Juillet 1541- janvier 1542 : départ d'Escalin des Aymars, baron de la Garde, dit capitaine Polin - parfois Poulin !- pour Constantinople qui emmène Gabriel d'Aramon dont c'est le premier séjour mais pas le dernier !

16 mai 1543 à Constantinople La Garde embarque sur les galères de Barberousse : Aramon reste à près de Soliman pour représenter la France pendant ces absences

Barberousse ravage les côtes italiennes, la Corse et la Sardaigne. En route pour Marseille, ils fait, début août, avec l'aide plus ou moins enthousiaste de François d'Enghien et de La Garde, un siège plutôt piteux devant Nice qui appartient au Duc de Savoie, allié de Charles-Quint Nice.
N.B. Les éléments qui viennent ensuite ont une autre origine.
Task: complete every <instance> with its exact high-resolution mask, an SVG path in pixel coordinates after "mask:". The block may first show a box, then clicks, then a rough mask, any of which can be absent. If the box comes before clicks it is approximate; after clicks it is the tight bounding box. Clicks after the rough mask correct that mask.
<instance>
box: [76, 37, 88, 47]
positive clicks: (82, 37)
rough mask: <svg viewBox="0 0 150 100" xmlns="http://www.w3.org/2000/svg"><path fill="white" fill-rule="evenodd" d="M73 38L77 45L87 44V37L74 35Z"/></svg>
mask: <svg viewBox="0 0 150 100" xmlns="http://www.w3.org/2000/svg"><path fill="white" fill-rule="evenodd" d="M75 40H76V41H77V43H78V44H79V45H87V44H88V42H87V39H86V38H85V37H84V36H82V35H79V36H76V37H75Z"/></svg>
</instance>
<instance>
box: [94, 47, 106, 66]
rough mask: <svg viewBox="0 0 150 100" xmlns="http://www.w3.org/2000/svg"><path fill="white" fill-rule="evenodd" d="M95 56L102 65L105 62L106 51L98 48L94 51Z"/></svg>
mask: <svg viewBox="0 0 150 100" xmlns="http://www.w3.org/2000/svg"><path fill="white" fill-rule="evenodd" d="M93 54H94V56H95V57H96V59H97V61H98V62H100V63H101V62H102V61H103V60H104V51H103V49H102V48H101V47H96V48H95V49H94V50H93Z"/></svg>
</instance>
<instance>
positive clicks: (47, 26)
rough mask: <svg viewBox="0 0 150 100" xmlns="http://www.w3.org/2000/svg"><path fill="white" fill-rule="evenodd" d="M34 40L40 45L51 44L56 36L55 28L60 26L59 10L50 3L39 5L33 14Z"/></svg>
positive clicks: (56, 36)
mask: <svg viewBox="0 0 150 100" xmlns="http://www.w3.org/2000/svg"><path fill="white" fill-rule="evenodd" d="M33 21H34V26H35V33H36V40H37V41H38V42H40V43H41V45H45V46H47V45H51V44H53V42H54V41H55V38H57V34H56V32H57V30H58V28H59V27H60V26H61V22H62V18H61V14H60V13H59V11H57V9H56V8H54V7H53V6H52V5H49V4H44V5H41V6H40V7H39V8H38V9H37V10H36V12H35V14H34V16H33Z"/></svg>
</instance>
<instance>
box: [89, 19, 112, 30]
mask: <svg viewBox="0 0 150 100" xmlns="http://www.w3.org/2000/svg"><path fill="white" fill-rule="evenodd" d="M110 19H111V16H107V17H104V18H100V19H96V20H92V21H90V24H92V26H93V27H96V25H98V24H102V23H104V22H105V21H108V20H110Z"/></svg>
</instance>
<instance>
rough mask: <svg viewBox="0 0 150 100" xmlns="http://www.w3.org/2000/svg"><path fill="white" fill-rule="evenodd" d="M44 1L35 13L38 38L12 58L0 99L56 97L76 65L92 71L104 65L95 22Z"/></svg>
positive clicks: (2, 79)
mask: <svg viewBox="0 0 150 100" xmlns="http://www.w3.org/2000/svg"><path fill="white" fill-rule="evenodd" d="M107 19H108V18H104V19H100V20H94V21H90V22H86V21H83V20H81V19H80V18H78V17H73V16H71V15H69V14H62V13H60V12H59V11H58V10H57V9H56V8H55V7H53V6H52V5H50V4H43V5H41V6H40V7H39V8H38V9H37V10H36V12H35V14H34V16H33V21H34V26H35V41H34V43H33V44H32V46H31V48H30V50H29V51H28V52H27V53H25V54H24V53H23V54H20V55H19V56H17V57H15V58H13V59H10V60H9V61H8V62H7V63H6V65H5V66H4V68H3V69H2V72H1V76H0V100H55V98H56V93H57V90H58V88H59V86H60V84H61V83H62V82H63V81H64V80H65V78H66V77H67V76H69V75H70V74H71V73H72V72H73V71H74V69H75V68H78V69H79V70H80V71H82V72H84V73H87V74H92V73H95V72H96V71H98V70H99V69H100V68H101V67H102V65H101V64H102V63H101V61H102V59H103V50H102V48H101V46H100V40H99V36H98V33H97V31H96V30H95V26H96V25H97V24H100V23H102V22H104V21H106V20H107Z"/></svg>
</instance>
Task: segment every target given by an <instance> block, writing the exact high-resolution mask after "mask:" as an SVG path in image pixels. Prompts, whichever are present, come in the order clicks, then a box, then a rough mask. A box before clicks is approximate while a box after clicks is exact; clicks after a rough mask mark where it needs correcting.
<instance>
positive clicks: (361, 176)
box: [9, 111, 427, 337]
Il débarque ensuite à Antibes où rien n'est prévu pour l'accueillir ; finalement il est autorisé à hiverner à Toulon ! En juillet 1544, sur le chemin du retour, pour se consoler d'un hiver plutôt inactif, les Turcs, alliés bien remuant quand même, se vengent sur les partisans de l'Empereur : les Siennois puis les Napolitains ; ce qui est tout bénéfice pour les Français, mais les Turcs n'y vont pas de main morte... et il est difficile pour Polin de ne pas voir toutes leurs horreurs ; la preuve : Jérôme Maurand, d'Antibes, son aumonier en fait le récit... détaillé ! Car Polin est du voyage pour éviter que Barberousse ne monte le Sultan contre son allié français. D'ailleurs le 16 juillet en vue de Reggio, Polin abandonne Barberousse, file dare-dare sur Constantinople, d'où il ne reste qu'un mois et repart dès début septembre - comme ça il n'a pas à assister au retour de Barberousse - pour être de retour à Marseille, le 5 octobre 1544.
Et pendant ce temps-là, après le sac de Nice et la paix de Crépy en Laonnois par laquelle François 1er fait la paix à nouveau avec Charles Quint et dont Soliman a été tenu à l'écart, ça chauffe pour Aramon qui évite plusieurs fois d'être empalé
En 1545, arrivée de Jean de Montluc qui déplait aussi bien aux vizirs qu'à Aramon qu'il est pourtant censé venir aider ? Il est accompagné par Jacques de Cambrai qui va assurer l'intérim entre Montluc et Aramon et restera même jusqu'à Codignac !.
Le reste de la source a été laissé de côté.